Written by
Christine Shin '25 and Isabella Gomes '25, Student Correspondents
April 14, 2022

During spring recess, a handful of Princeton University students participated in Breakout Princeton where they spent five days in New York City connecting with community organizations to explore the theme of Recipes for Human Rights: Refugee Experiences, Restaurants, and Resettlement. 

Sophomore Magdely Diaz de Leon, a trip leader, explained that "this trip revolved around exploring resettlement, forced migrations and refugees through the lens of food." Through Zoom meetings, dinner chats, and tours, Breakout Princeton participants interacted with advocacy organizations, restaurants, local activists, and community members, to take in a variety of perspectives on the complex questions around forced migration, our responsibility around human rights, and what the refugee experience is in the U.S. The group visited nonprofits focused on refugee employment, food waste reduction, and other aspects.

Princeton University student Gil Joseph holds a brown chicken.

Breakout Princeton participant Gil Joseph holds a chicken. Photo by: Geralyn Williams

One of these nonprofits was Emma’s Torch, which provides top-notch culinary training to refugees and helps them find meaningful careers in the food industry. There they met Kerry Brodie, founder of Emma’s Torch and a Princeton alumna, who led them on a visit to their training center and shared about the inner workings of the nonprofit. Aside from learning about the logistical work of nonprofits, the participants also learned ways to support community organizations in the long-term. At the end of each day, they engaged in reflection sessions, which were an opportunity to discuss what they had observed and learned from the day. 

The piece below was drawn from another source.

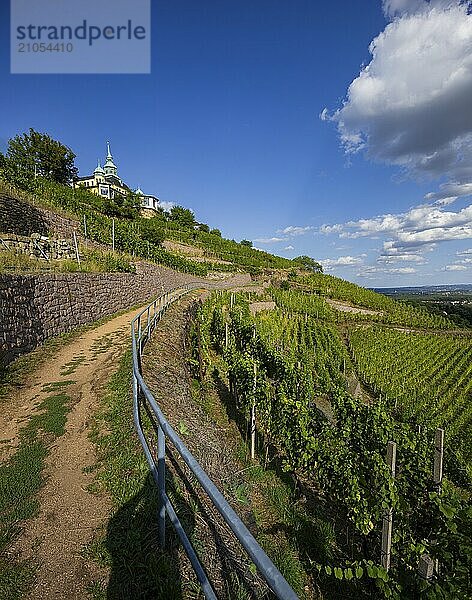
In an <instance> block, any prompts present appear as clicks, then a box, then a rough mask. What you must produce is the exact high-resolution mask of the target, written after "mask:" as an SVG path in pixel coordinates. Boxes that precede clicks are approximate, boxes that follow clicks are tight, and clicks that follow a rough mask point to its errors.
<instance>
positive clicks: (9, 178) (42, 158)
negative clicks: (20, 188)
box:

When asked about significant moments from the week, participants mentioned varying aspects of the trip. One participant, first-year student Adriana Alvarado, stated that meeting a founder of a nonprofit helped her take into account the importance of logistics, economics, and policy in community service. Another first-year participant, Gil Joseph, said that this trip reinforced his interest in sociology, as he gained insight into different ways to carry out community service and insider information in the nonprofit sector. Trip leader Leon, mentioned the great dinner at Emma’s Torch and appreciated the opportunity to connect with other students while also highlighting the importance of "being in a place where you know work is happening.” 

Breakout Princeton offers a unique opportunity to directly learn from people who are working on the front lines of community service. By making connections with community leaders, participants become more conscious of specific needs that should be addressed in local communities, all while bonding and reflecting with fellow Princeton students. As sophomore participant Ben Cai, remarked “it’s a great way to meet people who you otherwise wouldn’t have met because they’re in different majors and different clubs.” 

Overall, participants enjoyed the trip and had the opportunity to make new friends, learn about the theme of refugees and resettlement through the lens of food, and explore the city. 

Princeton University students and staff stand in front of a row of boxes indoors.

Breakout Princeton trip participants meet with Dr. Melony Samuels, Founder of Campaign Against Hunger (at center).